Conheça o papel de destaque do cinema brasileiro na economia do país, como a Lei Rouanet incentivou a produção nacional e o retorno desse investimento para o PIB
Por Carolina Ziemer (carolziemer@usp.br)

O agronegócio é, indiscutivelmente, o protagonista da narrativa da economia brasileira. Mas quem seria o coadjuvante carismático que rouba a cena nesse enredo? O setor audiovisual. Com a campanha do Oscar de Ainda Estou Aqui (2024) e a trajetória recente de O Agente Secreto (2025), o cinema nacional vem ganhando reconhecimento internacional e espaço cada vez maior nos setores econômicos do país.

Audiovisual em números

Um estudo recente da Oxford Economics para a Motion Picture Association apontou que, em 2024, o setor cinematográfico brasileiro contribuiu com R$ 70,2 bilhões para o Produto Interno Bruto (PIB) do país, o equivalente a cerca de 0,6% da economia nacional. Além disso, gerou 608.970 empregos e teve como arrecadação total R$ 9,9 bilhões em impostos.

O relatório da pesquisa também destacou o forte efeito multiplicador da indústria, dado que a cada R$ 10 milhões gerados diretamente pelo setor, há R$ 12 milhões adicionais no PIB. Já as atividades de cada trabalhador diretamente envolvido nas produções sustentam, de forma indireta, outros quatro empregos em diferentes áreas da economia. Os empregados da indústria audiovisual demonstram-se produtivos, pois geram R$ 259,4 mil de PIB por trabalhador, cerca de três vezes e meia mais que a média dos empregados formais no Brasil. 

Na atividade direta — nas funções das empresas de criação e produção audiovisual —, as receitas somaram R$ 31,6 bilhões, que representa 12% do setor de serviços públicos. O segmento também criou 121.840 empregos, mais de 50% acima dos gerados pela indústria automotiva, e apresentou uma remuneração média 84% acima da média nacional.
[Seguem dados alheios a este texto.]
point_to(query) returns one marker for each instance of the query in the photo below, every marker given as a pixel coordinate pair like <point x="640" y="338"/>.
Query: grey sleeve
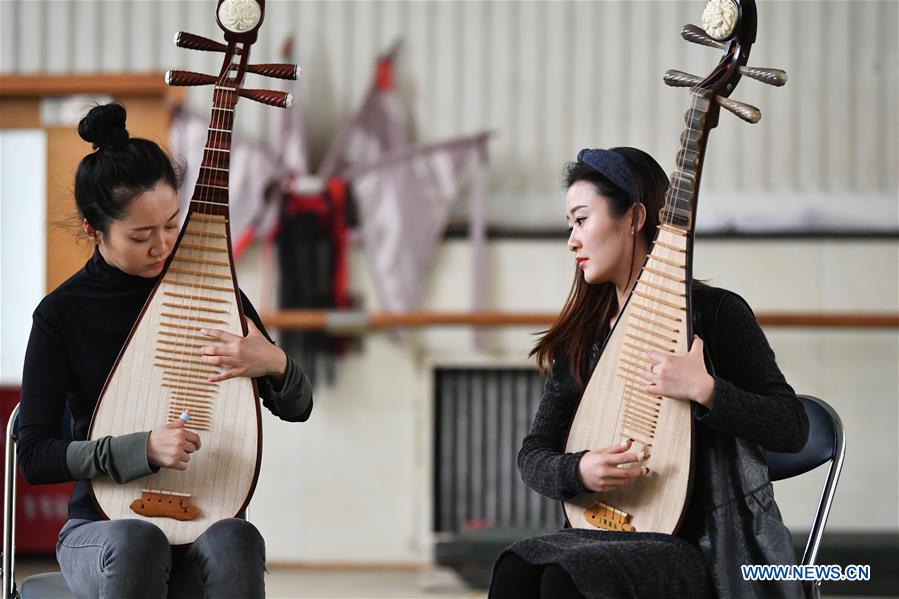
<point x="544" y="465"/>
<point x="293" y="401"/>
<point x="123" y="458"/>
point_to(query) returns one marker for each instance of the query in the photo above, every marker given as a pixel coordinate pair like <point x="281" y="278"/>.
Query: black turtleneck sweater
<point x="76" y="335"/>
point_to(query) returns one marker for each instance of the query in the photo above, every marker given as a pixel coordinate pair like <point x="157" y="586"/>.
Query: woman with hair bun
<point x="126" y="197"/>
<point x="741" y="404"/>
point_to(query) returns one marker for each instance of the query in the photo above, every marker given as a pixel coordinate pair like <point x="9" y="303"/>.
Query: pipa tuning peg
<point x="270" y="97"/>
<point x="279" y="71"/>
<point x="748" y="113"/>
<point x="173" y="77"/>
<point x="198" y="42"/>
<point x="675" y="78"/>
<point x="775" y="77"/>
<point x="695" y="34"/>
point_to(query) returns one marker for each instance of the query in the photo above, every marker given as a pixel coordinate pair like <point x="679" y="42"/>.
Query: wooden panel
<point x="147" y="100"/>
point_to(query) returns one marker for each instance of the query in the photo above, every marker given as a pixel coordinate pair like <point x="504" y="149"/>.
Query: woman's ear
<point x="638" y="217"/>
<point x="90" y="231"/>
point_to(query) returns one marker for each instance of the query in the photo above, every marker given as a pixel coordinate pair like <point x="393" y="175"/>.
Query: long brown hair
<point x="588" y="308"/>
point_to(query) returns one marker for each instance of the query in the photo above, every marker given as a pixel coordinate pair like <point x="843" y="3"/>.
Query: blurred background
<point x="416" y="177"/>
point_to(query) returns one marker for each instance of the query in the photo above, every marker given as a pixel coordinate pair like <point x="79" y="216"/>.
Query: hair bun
<point x="104" y="126"/>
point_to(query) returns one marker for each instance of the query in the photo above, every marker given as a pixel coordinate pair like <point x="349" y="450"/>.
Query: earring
<point x="90" y="231"/>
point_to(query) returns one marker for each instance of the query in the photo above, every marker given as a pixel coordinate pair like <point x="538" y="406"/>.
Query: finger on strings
<point x="217" y="334"/>
<point x="228" y="374"/>
<point x="621" y="447"/>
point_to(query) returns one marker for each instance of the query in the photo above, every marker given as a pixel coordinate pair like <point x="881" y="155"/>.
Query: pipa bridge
<point x="156" y="503"/>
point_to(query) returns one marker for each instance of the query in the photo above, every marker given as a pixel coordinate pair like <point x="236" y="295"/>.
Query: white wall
<point x="22" y="248"/>
<point x="549" y="78"/>
<point x="353" y="483"/>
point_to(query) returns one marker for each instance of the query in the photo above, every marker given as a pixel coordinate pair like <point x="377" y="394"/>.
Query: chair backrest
<point x="826" y="443"/>
<point x="824" y="440"/>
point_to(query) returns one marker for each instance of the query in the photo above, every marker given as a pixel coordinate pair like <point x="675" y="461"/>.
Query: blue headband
<point x="611" y="165"/>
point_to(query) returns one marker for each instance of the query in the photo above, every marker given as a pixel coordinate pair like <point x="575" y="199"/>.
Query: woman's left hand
<point x="250" y="356"/>
<point x="681" y="376"/>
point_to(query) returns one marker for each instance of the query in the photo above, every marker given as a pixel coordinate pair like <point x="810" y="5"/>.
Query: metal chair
<point x="50" y="584"/>
<point x="826" y="443"/>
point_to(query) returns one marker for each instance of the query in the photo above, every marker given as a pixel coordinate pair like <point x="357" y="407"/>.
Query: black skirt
<point x="616" y="565"/>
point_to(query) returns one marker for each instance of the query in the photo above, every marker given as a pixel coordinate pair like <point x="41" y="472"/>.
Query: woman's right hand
<point x="170" y="446"/>
<point x="599" y="470"/>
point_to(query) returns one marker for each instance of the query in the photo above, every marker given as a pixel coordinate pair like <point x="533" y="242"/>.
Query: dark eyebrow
<point x="148" y="227"/>
<point x="573" y="210"/>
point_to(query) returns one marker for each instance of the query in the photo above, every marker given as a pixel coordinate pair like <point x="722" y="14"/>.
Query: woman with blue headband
<point x="741" y="405"/>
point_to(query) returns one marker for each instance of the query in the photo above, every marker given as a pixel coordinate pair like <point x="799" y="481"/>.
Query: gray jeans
<point x="132" y="558"/>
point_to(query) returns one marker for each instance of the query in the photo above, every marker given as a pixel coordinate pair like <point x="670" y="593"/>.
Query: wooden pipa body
<point x="158" y="374"/>
<point x="615" y="405"/>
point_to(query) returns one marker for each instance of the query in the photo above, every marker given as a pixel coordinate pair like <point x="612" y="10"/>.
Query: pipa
<point x="656" y="315"/>
<point x="158" y="374"/>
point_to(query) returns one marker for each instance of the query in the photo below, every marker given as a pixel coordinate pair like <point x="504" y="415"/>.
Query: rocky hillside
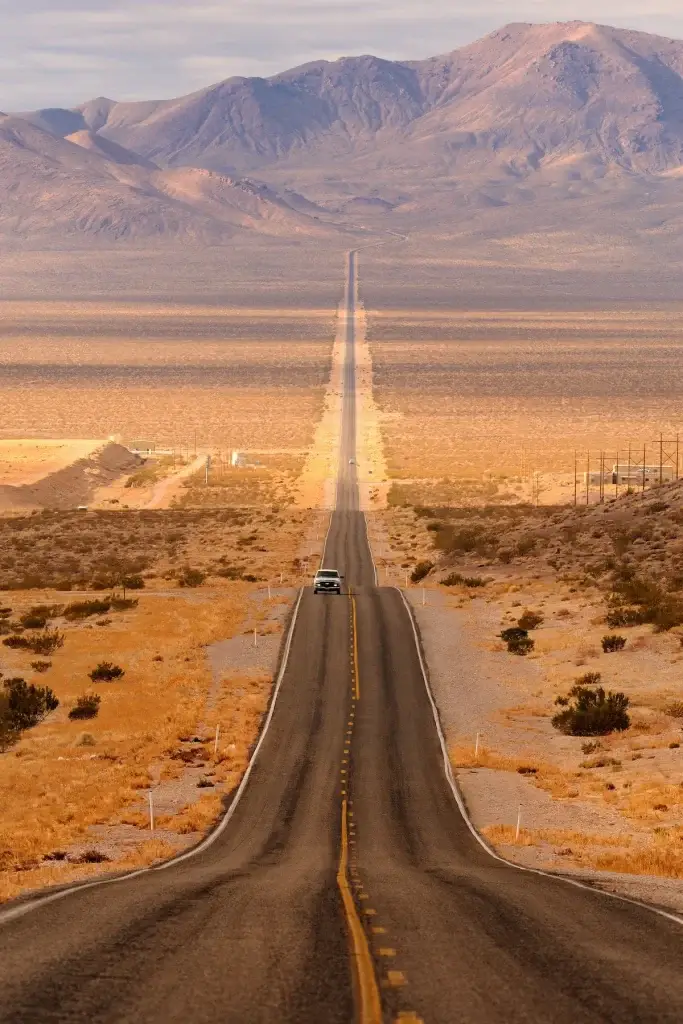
<point x="520" y="119"/>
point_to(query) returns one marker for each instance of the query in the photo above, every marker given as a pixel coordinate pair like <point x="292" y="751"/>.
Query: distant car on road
<point x="327" y="582"/>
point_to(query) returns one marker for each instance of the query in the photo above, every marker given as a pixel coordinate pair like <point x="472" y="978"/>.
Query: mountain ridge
<point x="564" y="110"/>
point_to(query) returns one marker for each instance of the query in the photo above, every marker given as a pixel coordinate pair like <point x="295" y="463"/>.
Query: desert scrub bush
<point x="456" y="580"/>
<point x="133" y="582"/>
<point x="41" y="666"/>
<point x="17" y="642"/>
<point x="83" y="609"/>
<point x="47" y="642"/>
<point x="27" y="705"/>
<point x="191" y="578"/>
<point x="421" y="570"/>
<point x="87" y="706"/>
<point x="107" y="672"/>
<point x="529" y="620"/>
<point x="590" y="711"/>
<point x="518" y="641"/>
<point x="619" y="617"/>
<point x="124" y="603"/>
<point x="612" y="642"/>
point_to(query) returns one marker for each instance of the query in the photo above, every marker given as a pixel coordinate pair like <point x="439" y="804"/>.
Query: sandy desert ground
<point x="464" y="393"/>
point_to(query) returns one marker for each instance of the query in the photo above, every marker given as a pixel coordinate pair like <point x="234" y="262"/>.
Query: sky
<point x="61" y="52"/>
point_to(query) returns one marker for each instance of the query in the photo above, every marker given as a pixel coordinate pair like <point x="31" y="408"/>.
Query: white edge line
<point x="463" y="808"/>
<point x="370" y="549"/>
<point x="22" y="909"/>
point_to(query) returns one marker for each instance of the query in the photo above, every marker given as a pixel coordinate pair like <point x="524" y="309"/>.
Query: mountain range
<point x="528" y="116"/>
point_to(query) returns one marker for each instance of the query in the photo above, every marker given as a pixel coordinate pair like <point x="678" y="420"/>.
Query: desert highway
<point x="346" y="885"/>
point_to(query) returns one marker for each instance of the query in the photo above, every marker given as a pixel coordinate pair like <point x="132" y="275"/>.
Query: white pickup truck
<point x="327" y="582"/>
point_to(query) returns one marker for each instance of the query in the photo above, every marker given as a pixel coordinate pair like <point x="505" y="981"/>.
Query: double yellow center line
<point x="368" y="993"/>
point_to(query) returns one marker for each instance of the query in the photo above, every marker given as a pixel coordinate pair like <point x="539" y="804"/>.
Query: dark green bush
<point x="529" y="620"/>
<point x="17" y="642"/>
<point x="83" y="609"/>
<point x="27" y="705"/>
<point x="86" y="706"/>
<point x="191" y="578"/>
<point x="518" y="641"/>
<point x="47" y="642"/>
<point x="107" y="672"/>
<point x="619" y="617"/>
<point x="421" y="570"/>
<point x="33" y="621"/>
<point x="41" y="666"/>
<point x="124" y="603"/>
<point x="612" y="642"/>
<point x="589" y="711"/>
<point x="522" y="646"/>
<point x="133" y="583"/>
<point x="456" y="580"/>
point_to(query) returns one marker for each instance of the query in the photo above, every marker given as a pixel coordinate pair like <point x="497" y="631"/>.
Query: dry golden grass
<point x="464" y="393"/>
<point x="54" y="784"/>
<point x="506" y="835"/>
<point x="244" y="379"/>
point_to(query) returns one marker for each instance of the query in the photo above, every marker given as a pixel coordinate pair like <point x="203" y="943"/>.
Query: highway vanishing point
<point x="345" y="884"/>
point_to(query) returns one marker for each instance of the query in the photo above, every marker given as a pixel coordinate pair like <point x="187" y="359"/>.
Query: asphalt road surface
<point x="346" y="886"/>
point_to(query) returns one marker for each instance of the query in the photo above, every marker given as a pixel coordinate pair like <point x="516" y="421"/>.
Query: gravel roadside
<point x="473" y="686"/>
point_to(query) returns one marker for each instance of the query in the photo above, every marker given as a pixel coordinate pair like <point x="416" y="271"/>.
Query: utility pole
<point x="575" y="470"/>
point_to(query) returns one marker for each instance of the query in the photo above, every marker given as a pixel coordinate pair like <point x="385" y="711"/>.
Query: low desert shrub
<point x="518" y="641"/>
<point x="16" y="642"/>
<point x="86" y="706"/>
<point x="27" y="705"/>
<point x="620" y="616"/>
<point x="191" y="578"/>
<point x="421" y="570"/>
<point x="124" y="603"/>
<point x="47" y="642"/>
<point x="133" y="583"/>
<point x="83" y="609"/>
<point x="456" y="580"/>
<point x="529" y="620"/>
<point x="612" y="642"/>
<point x="107" y="672"/>
<point x="41" y="666"/>
<point x="590" y="711"/>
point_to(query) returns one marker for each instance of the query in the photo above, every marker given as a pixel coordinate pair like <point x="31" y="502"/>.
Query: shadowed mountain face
<point x="525" y="115"/>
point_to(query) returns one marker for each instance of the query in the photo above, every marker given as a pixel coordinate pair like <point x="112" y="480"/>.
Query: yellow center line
<point x="370" y="1007"/>
<point x="356" y="674"/>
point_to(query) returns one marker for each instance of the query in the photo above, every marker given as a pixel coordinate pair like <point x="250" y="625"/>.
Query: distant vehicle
<point x="328" y="582"/>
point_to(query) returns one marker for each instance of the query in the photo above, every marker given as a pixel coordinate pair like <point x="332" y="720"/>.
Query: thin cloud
<point x="61" y="53"/>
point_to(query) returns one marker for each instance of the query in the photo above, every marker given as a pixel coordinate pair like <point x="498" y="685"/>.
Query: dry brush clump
<point x="127" y="550"/>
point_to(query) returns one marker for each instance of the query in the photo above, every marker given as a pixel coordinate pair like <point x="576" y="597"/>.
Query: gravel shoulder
<point x="480" y="689"/>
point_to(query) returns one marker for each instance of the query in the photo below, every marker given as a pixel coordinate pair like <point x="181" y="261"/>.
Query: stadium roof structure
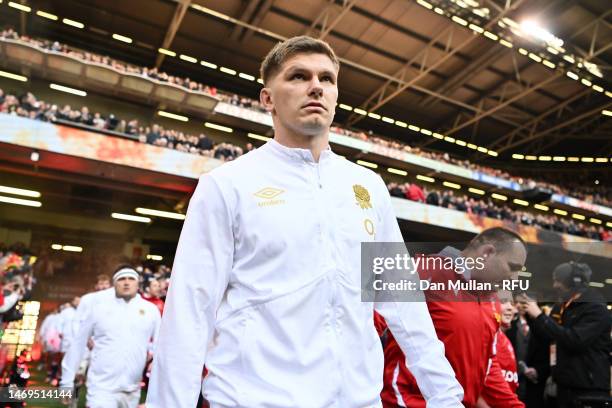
<point x="521" y="77"/>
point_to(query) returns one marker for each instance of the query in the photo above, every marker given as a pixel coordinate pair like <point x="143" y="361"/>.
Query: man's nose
<point x="315" y="87"/>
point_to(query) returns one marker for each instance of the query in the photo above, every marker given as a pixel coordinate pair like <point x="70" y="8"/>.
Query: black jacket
<point x="583" y="342"/>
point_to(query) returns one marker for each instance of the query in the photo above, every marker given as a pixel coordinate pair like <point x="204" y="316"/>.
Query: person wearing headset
<point x="579" y="330"/>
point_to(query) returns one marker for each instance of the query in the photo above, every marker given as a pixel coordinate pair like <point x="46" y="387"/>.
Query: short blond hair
<point x="282" y="51"/>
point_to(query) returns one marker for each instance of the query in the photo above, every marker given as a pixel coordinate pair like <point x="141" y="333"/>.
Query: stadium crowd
<point x="488" y="208"/>
<point x="225" y="151"/>
<point x="29" y="106"/>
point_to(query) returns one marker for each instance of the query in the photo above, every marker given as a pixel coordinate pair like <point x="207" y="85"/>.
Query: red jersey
<point x="467" y="327"/>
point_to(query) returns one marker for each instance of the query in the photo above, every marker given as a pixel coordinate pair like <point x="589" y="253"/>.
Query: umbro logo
<point x="269" y="194"/>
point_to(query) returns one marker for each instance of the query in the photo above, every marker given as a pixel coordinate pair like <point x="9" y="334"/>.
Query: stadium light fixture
<point x="208" y="64"/>
<point x="46" y="15"/>
<point x="67" y="89"/>
<point x="228" y="71"/>
<point x="521" y="202"/>
<point x="246" y="76"/>
<point x="166" y="52"/>
<point x="367" y="164"/>
<point x="158" y="213"/>
<point x="19" y="191"/>
<point x="218" y="127"/>
<point x="258" y="137"/>
<point x="73" y="23"/>
<point x="426" y="178"/>
<point x="188" y="58"/>
<point x="16" y="77"/>
<point x="173" y="116"/>
<point x="20" y="201"/>
<point x="451" y="185"/>
<point x="72" y="248"/>
<point x="122" y="38"/>
<point x="572" y="75"/>
<point x="18" y="6"/>
<point x="130" y="217"/>
<point x="397" y="171"/>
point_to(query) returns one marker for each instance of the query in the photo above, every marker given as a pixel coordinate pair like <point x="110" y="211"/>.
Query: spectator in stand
<point x="152" y="293"/>
<point x="580" y="328"/>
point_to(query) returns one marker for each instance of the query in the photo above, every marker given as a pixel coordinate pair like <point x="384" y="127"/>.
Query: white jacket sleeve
<point x="411" y="325"/>
<point x="74" y="355"/>
<point x="200" y="276"/>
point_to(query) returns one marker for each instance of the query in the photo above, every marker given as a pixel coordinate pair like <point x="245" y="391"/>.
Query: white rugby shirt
<point x="265" y="291"/>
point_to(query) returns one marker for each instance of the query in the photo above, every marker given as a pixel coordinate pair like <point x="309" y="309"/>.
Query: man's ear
<point x="265" y="99"/>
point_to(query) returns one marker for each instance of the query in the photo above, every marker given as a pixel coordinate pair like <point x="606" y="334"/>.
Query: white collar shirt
<point x="266" y="291"/>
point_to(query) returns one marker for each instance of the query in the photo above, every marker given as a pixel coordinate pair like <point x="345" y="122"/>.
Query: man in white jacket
<point x="266" y="284"/>
<point x="122" y="328"/>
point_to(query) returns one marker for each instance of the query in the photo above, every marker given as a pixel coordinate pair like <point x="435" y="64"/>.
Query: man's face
<point x="154" y="288"/>
<point x="508" y="311"/>
<point x="126" y="287"/>
<point x="102" y="284"/>
<point x="503" y="264"/>
<point x="302" y="95"/>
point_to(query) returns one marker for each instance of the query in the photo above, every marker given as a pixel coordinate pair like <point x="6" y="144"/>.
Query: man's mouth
<point x="314" y="105"/>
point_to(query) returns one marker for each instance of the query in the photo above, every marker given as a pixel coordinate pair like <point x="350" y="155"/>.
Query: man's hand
<point x="531" y="374"/>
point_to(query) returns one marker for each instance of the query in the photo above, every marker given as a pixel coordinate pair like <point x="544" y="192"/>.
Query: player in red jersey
<point x="467" y="322"/>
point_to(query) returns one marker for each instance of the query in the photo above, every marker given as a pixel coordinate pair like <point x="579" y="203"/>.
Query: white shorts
<point x="119" y="399"/>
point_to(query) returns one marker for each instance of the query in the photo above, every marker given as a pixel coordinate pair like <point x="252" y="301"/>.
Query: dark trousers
<point x="572" y="398"/>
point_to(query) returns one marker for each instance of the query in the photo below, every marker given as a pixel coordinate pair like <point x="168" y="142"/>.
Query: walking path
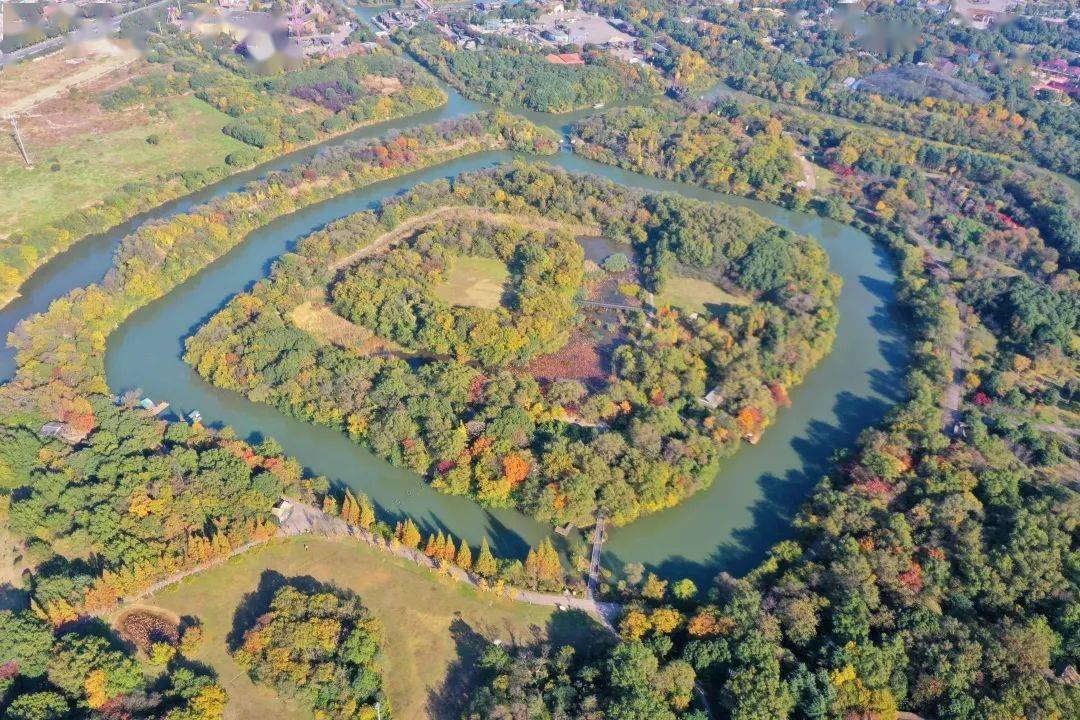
<point x="298" y="519"/>
<point x="953" y="395"/>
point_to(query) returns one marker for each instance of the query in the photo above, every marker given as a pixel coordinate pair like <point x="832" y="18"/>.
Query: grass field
<point x="475" y="282"/>
<point x="92" y="165"/>
<point x="434" y="627"/>
<point x="326" y="326"/>
<point x="692" y="295"/>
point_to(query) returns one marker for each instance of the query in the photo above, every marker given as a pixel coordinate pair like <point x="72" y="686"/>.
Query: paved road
<point x="55" y="43"/>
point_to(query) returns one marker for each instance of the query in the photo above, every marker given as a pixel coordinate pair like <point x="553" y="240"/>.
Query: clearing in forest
<point x="435" y="627"/>
<point x="474" y="282"/>
<point x="692" y="295"/>
<point x="82" y="153"/>
<point x="326" y="326"/>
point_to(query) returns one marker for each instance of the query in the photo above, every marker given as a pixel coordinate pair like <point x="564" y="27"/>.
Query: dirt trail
<point x="953" y="395"/>
<point x="58" y="79"/>
<point x="414" y="223"/>
<point x="809" y="173"/>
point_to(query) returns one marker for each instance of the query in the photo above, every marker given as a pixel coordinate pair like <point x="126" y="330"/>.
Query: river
<point x="728" y="527"/>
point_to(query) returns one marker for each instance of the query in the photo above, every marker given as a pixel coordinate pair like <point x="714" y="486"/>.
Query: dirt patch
<point x="41" y="80"/>
<point x="144" y="626"/>
<point x="381" y="85"/>
<point x="410" y="226"/>
<point x="327" y="327"/>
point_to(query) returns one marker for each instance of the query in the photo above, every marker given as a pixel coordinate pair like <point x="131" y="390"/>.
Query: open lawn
<point x="475" y="282"/>
<point x="76" y="170"/>
<point x="692" y="295"/>
<point x="326" y="326"/>
<point x="434" y="626"/>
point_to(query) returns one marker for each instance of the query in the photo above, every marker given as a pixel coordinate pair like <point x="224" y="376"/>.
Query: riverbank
<point x="435" y="626"/>
<point x="133" y="173"/>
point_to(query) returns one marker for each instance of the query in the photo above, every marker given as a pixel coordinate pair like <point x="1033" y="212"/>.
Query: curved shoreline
<point x="716" y="529"/>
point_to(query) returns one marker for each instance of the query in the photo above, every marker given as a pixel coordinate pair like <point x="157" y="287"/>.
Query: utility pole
<point x="18" y="140"/>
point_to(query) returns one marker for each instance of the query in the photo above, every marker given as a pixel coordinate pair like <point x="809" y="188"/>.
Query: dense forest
<point x="932" y="571"/>
<point x="471" y="418"/>
<point x="137" y="498"/>
<point x="745" y="154"/>
<point x="802" y="53"/>
<point x="512" y="75"/>
<point x="85" y="673"/>
<point x="320" y="646"/>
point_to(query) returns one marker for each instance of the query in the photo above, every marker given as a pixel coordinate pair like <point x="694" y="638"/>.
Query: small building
<point x="63" y="432"/>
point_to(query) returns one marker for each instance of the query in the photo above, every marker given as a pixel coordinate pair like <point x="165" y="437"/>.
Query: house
<point x="258" y="36"/>
<point x="64" y="432"/>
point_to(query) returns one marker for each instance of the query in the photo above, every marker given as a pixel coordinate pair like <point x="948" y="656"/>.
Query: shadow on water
<point x="727" y="527"/>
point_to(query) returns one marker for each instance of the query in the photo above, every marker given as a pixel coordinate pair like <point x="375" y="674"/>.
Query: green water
<point x="728" y="527"/>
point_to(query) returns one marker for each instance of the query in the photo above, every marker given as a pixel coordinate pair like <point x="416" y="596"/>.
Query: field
<point x="326" y="326"/>
<point x="475" y="282"/>
<point x="434" y="626"/>
<point x="692" y="295"/>
<point x="79" y="168"/>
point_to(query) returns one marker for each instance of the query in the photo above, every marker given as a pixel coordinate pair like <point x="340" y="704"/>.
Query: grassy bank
<point x="434" y="626"/>
<point x="80" y="170"/>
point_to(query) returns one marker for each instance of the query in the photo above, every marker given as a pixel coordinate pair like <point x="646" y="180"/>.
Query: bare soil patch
<point x="55" y="114"/>
<point x="381" y="85"/>
<point x="326" y="326"/>
<point x="143" y="626"/>
<point x="413" y="225"/>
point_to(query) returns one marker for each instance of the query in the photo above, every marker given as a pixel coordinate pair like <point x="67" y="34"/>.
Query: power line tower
<point x="18" y="140"/>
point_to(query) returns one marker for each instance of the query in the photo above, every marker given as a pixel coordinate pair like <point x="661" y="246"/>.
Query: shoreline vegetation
<point x="61" y="378"/>
<point x="180" y="59"/>
<point x="458" y="403"/>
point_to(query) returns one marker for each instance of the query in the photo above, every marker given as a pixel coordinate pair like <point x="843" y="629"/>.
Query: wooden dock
<point x="594" y="562"/>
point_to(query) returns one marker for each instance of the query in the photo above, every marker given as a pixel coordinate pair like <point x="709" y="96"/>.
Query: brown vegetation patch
<point x="144" y="626"/>
<point x="326" y="326"/>
<point x="381" y="85"/>
<point x="54" y="114"/>
<point x="413" y="225"/>
<point x="580" y="358"/>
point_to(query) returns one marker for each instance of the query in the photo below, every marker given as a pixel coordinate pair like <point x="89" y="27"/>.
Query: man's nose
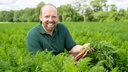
<point x="50" y="19"/>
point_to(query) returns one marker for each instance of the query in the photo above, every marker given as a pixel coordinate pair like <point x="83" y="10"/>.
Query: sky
<point x="22" y="4"/>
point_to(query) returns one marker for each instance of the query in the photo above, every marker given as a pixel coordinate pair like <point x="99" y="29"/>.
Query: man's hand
<point x="80" y="51"/>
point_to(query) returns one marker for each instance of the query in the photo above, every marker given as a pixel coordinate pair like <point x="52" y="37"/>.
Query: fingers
<point x="90" y="50"/>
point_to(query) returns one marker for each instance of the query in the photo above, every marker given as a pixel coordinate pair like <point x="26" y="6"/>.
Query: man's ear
<point x="40" y="17"/>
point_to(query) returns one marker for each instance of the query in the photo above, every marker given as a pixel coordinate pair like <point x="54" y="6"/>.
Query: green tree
<point x="98" y="5"/>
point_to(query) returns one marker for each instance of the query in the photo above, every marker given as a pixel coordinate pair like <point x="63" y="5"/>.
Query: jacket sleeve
<point x="69" y="42"/>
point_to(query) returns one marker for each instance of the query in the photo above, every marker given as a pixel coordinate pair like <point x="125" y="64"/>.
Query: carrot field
<point x="109" y="39"/>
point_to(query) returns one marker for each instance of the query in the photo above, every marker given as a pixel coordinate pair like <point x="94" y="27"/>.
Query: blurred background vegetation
<point x="78" y="11"/>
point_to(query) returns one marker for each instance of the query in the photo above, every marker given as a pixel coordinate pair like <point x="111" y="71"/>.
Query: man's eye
<point x="46" y="16"/>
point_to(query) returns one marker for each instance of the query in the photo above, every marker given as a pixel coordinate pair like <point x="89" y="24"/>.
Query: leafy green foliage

O setor audiovisual apresenta contribuições que vão além da própria indústria, movimentando outras áreas econômicas do Brasil [Imagem: Reprodução/Relatório Oxford Economics]

Em entrevista ao Cinéfilos, Gustavo Möller, doutorando em Estudos Estratégicos Internacionais na UFRGS e um dos autores do Atlas Econômico da Cultura Brasileira (Editora UFRGS, 2018), afirmou que o crescimento do audiovisual ocorre devido ao seu ecossistema econômico. Dessa forma, cada produção aciona uma longa cadeia de empregos com a contratação de equipes de tecnologia, aluguel de equipamentos, publicidade digital, serviços de transporte e pós-produção.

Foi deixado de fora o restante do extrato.